Hays expected the OEM markets servicing Asia’s petroleum industry to stay relatively strong with “some products such as downhole tools experiencing growth as employers seek to maximize returns from existing assets.” Job opportunities in the OEM sector include regional sales managers and business development managers; manufacturing operations managers; and technical superintendents, according to the firm.
“There is also some [oil and gas] work around the consultancies who are looking to optimize cost for business,” Gibson added.
EMERGING TRENDS IN ASIA
Industry watchers commented on two trends that are emerging in the Asian oil and gas job market as candidates vie for opportunities: a push towards a localization of skilled talents by oil and gas companies and a need for expatriates to be flexible in their expectations to secure employment in the region.
“We have gone within a three month period from a war for talent/extreme skilled shortages to a total glut of talent and if you are a company that is in the business of expanding right now, it’s a dream market. You have got some fantastic people at very reasonable salaries … in countries like Malaysia, Thailand and Indonesia, there is going to be a very large push to localize staff or businesses,” Gibson explained.
Demand for expatriate staff is likely to decline after Malaysia’s national oil firm Petroliam National Berhad (PETRONAS) revealed that it would not offer risk sharing contracts if the price of oil remains below $80 a barrel.
“That will mean that a number of expatriates will not be required and there will be a move to localize Malaysia-focused providers. There will be a demand for Malaysian drilling engineers, Malaysian geoscientists. If you are a local in these markets, your job is still very secure and you can still enjoy a pretty strong salary and rates,” Gibson told Rigzone.
“PETRONAS’ key agenda is the nationalization of talents in Malaysia,” Hydrogen’s Gregory added.

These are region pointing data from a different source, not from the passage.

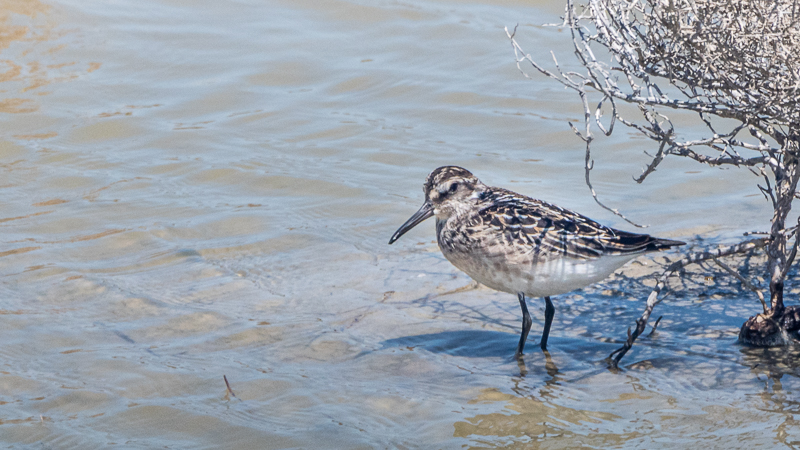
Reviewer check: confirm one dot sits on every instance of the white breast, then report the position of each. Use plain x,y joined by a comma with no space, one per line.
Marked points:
537,278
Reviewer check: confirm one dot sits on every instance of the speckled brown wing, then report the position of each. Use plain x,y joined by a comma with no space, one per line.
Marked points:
548,231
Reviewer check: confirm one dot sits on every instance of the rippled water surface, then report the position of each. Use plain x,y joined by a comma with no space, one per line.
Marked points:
192,190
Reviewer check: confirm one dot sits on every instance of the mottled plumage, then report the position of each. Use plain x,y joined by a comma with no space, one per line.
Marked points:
517,244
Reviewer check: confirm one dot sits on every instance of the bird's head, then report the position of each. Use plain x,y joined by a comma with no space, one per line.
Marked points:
448,190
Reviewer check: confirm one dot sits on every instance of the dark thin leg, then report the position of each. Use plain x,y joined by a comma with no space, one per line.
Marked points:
526,324
549,312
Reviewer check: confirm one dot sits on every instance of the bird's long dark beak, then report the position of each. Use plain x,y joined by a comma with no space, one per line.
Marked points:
423,213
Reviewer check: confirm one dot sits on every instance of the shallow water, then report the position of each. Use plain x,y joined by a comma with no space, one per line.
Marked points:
199,189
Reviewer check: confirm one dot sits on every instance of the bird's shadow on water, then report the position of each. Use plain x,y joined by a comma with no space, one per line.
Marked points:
464,343
496,344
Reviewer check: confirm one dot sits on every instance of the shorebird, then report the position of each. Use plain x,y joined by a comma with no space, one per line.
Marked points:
516,244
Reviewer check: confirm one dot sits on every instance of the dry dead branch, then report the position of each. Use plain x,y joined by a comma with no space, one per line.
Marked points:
735,64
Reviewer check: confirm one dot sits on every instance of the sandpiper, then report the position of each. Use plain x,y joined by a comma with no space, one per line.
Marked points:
516,244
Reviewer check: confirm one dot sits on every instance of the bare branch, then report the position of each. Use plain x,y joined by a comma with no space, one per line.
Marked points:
653,300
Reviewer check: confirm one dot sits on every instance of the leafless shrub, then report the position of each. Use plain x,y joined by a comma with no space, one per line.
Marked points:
736,64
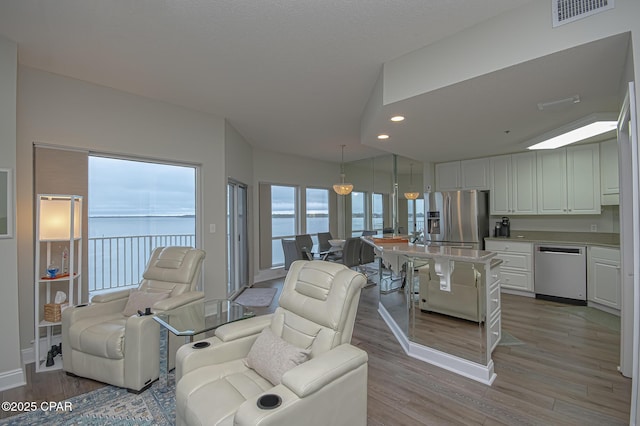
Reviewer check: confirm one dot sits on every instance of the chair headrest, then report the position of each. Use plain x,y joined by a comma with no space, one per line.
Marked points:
174,264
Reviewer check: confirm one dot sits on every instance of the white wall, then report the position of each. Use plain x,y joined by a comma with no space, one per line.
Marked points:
71,113
11,373
239,162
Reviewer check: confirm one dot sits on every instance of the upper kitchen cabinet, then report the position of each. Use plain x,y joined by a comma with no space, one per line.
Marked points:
609,181
569,180
513,184
465,174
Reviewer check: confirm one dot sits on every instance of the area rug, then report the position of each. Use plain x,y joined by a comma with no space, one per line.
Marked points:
256,297
107,406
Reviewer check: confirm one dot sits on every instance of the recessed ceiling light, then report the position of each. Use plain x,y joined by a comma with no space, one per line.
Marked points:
587,128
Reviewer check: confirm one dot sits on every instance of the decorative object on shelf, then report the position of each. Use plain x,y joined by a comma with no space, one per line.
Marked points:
58,236
342,188
411,194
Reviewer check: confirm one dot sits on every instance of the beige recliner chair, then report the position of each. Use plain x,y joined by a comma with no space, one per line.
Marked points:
226,382
108,341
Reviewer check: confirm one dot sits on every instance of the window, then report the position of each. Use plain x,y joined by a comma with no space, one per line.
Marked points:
317,211
358,213
284,220
134,207
377,212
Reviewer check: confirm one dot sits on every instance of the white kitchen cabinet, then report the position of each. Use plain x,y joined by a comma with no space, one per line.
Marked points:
448,176
568,180
513,184
475,173
465,174
516,269
609,180
603,278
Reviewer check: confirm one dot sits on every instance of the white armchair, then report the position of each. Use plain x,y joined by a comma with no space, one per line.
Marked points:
109,342
315,319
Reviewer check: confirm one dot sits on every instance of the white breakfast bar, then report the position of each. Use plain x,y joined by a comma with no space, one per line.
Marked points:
441,261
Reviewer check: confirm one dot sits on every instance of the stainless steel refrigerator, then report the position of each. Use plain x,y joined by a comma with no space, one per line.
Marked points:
457,218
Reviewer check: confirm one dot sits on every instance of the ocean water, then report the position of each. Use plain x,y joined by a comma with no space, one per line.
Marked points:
100,227
114,261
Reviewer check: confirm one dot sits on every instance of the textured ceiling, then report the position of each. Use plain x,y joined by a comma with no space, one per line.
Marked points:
290,76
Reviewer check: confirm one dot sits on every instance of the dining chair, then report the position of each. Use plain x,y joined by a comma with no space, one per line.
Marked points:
323,240
351,252
305,246
291,252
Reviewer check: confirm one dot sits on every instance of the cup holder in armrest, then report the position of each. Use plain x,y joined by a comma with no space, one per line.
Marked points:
269,401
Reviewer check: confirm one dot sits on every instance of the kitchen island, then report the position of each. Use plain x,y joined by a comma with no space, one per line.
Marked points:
448,341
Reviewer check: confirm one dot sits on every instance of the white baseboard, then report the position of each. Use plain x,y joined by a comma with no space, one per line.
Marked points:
12,379
28,355
481,373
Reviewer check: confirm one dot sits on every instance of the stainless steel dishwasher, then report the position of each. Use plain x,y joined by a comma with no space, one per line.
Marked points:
560,273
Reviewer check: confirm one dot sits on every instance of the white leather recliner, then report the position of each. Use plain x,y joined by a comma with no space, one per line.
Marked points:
316,314
100,342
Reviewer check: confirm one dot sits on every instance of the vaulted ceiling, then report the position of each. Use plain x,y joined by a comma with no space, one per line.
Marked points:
295,76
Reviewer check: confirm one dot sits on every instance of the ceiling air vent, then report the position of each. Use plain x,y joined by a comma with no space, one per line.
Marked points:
565,11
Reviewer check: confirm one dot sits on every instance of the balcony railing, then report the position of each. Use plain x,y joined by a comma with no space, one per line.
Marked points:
117,262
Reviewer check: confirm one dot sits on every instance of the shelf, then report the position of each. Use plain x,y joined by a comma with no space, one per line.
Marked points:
64,277
45,323
58,236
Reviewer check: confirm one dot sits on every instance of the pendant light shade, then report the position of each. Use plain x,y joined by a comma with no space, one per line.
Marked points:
342,188
411,194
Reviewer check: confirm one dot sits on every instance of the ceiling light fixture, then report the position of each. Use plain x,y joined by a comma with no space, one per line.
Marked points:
585,128
411,194
342,188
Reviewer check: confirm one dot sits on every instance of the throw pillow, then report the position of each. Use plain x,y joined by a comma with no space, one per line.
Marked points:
139,300
271,357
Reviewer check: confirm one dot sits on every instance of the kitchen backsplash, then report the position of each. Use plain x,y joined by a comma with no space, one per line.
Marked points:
607,221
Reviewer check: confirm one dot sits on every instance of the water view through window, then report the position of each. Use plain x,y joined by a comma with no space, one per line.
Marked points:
135,206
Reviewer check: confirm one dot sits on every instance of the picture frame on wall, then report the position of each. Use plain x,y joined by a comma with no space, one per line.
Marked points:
6,203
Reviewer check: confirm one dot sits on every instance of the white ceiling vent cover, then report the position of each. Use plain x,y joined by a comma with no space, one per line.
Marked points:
565,11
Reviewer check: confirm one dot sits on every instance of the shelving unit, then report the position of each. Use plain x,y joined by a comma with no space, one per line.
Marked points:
58,227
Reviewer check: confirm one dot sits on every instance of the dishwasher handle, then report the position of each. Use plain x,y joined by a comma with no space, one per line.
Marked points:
560,250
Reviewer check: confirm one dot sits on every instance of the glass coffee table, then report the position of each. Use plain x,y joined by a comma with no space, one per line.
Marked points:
194,319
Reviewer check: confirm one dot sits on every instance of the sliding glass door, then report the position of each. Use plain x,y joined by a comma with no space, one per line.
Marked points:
237,238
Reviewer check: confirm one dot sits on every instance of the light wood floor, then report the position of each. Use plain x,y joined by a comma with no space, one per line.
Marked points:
563,374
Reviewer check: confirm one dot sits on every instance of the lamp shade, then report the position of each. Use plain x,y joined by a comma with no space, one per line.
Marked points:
411,195
56,218
343,188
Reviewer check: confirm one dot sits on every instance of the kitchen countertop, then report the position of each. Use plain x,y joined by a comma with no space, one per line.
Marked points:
420,251
586,238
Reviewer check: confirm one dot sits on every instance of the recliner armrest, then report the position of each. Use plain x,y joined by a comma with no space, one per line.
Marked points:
112,295
313,375
177,301
247,327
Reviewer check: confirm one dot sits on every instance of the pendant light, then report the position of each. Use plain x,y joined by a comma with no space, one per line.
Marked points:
411,194
342,188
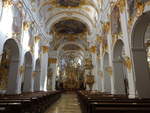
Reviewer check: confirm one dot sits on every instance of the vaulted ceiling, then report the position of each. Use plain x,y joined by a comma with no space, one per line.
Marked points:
69,22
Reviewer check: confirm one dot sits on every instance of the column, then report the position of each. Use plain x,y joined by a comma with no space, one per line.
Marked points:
44,66
13,77
28,80
142,78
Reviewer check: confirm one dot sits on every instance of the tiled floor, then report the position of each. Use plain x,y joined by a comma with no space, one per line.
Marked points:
68,103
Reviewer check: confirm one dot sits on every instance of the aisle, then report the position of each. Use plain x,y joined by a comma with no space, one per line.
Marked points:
68,103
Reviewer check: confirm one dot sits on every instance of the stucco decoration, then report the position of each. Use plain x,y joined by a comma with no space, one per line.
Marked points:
66,3
69,26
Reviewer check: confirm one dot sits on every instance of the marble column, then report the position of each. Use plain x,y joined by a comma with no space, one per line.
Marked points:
28,79
44,67
142,77
13,77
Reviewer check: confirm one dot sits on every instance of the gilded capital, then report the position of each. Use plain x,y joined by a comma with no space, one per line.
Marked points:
7,3
121,4
109,70
45,49
140,8
52,60
26,25
37,38
128,63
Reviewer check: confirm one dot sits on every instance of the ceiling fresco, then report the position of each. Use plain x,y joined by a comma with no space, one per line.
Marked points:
72,3
71,47
70,26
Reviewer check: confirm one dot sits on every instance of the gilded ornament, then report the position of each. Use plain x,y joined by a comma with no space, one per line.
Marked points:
26,25
121,4
140,8
45,49
130,22
109,70
52,60
128,63
92,49
21,69
37,38
101,75
7,3
106,27
99,39
34,73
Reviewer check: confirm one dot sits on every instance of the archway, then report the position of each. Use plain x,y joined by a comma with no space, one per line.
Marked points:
139,55
37,76
107,80
120,72
9,67
28,81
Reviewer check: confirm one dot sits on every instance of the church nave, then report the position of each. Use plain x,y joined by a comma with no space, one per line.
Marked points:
68,103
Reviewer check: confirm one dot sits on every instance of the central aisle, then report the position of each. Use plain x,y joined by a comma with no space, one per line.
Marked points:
68,103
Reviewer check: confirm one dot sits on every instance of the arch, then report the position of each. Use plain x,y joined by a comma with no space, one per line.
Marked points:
28,80
11,54
139,55
107,80
120,71
37,76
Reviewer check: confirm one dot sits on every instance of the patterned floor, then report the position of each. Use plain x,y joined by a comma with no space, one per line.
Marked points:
68,103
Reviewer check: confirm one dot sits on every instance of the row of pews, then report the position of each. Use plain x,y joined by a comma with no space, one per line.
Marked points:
97,102
36,102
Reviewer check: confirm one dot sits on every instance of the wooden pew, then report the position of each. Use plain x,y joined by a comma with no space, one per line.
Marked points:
106,103
36,102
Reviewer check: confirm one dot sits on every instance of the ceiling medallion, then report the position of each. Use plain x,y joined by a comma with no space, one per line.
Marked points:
70,26
69,3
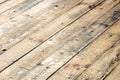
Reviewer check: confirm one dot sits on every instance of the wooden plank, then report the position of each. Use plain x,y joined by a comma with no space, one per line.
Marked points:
14,36
41,48
9,4
86,57
18,9
27,42
40,36
115,75
62,55
98,69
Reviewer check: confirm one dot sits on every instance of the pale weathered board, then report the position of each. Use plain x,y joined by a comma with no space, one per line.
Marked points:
59,39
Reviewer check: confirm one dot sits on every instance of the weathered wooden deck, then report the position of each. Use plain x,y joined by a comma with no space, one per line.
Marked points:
59,39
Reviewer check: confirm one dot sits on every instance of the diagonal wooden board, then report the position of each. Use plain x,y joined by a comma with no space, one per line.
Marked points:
88,30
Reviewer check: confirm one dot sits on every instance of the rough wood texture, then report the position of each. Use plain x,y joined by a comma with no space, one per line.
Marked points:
59,39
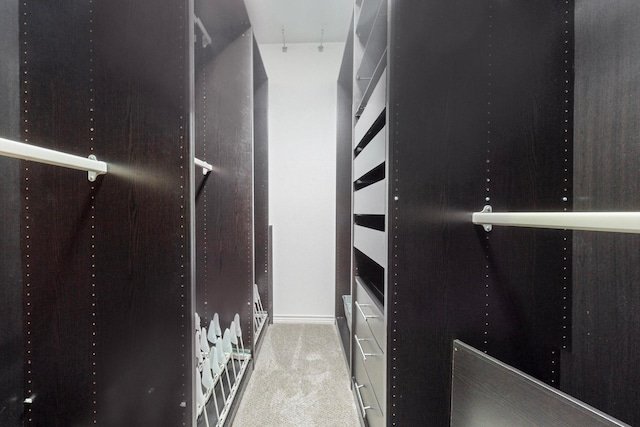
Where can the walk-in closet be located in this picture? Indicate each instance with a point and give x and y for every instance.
(306, 213)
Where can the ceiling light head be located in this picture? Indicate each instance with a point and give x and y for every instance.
(321, 48)
(284, 45)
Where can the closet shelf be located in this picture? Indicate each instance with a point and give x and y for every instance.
(617, 222)
(21, 150)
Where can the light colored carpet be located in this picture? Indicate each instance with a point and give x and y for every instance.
(300, 379)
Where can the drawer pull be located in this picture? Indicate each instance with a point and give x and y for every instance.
(365, 316)
(363, 409)
(364, 355)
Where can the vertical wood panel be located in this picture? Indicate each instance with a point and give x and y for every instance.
(344, 130)
(602, 369)
(474, 95)
(143, 213)
(225, 253)
(56, 215)
(106, 264)
(11, 375)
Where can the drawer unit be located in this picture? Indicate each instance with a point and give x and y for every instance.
(366, 401)
(369, 347)
(367, 311)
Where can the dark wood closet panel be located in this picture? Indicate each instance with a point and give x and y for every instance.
(224, 213)
(343, 190)
(474, 118)
(261, 178)
(478, 111)
(603, 369)
(11, 375)
(106, 265)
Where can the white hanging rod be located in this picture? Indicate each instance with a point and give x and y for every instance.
(617, 222)
(20, 150)
(206, 167)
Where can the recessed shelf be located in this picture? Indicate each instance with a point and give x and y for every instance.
(370, 274)
(374, 175)
(374, 221)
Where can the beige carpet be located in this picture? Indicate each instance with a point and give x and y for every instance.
(300, 379)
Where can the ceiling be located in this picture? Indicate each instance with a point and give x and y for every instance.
(303, 20)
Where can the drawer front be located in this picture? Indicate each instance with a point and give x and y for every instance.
(365, 309)
(371, 356)
(366, 401)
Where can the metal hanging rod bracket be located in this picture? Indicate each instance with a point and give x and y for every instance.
(21, 150)
(616, 222)
(206, 38)
(206, 167)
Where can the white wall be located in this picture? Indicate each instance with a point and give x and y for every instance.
(302, 162)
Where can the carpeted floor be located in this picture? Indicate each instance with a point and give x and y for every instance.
(300, 379)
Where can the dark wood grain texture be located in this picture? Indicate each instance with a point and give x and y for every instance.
(344, 127)
(11, 375)
(603, 367)
(108, 324)
(225, 237)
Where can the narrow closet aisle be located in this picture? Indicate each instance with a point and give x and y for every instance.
(300, 379)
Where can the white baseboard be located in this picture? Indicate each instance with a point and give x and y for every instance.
(289, 318)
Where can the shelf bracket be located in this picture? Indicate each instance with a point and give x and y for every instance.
(206, 167)
(23, 151)
(615, 222)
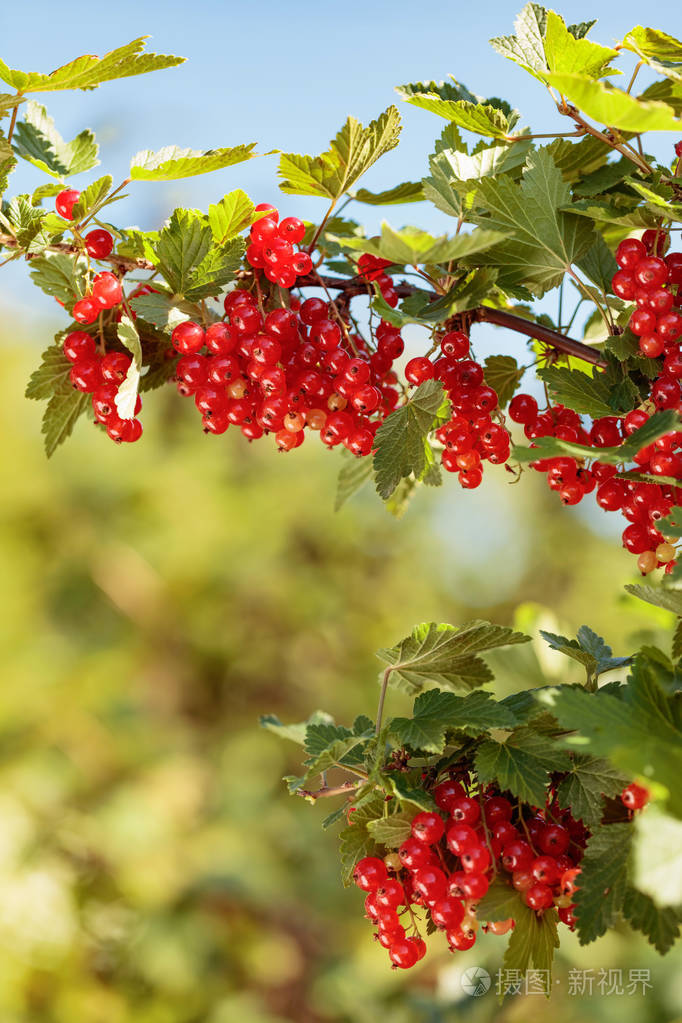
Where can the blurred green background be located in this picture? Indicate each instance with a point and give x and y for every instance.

Expatriates seeking job opportunities in Asia should therefore manage their expectations as the region does not have the capacity to absorb job candidates made redundant in the North Sea or in the U.S. Gulf of Mexico.
“Asia … has a lesser capacity to absorb these people and the supply is putting extra downward pressure on salaries for expatriates here … With Australia also going backwards [as several upstream liquefied natural gas construction projects near completion] it is going to be a very challenging market for people looking for jobs in the region,” Gibson explained.
“We have already seen people taking roles for 30 percent less than what they were working on a year ago; still pretty good money … but it is a buyer’s market, and typically the people who are getting work are the people who are being flexible … If you look at how much people have to discount their salaries it has almost tracked the fall in oil prices,” he added.
Candidates’ flexibility has emerged as a significant factor in the Asian oil and gas job market as the industry downturn has currently provided employers an advantage in filling vacancies, even for work in remote areas, particularly for expatriates.
“Previously, they had to pay foreigners to come in to Asia and even that was hard. Competing against the United States was challenging last year. Competing against the tax free world of the Middle East was also challenging. And some of the projects were quite remote, like in Papua New Guinea. People weren’t that keen but now employers can have the pick of people,” Gibson told Rigzone.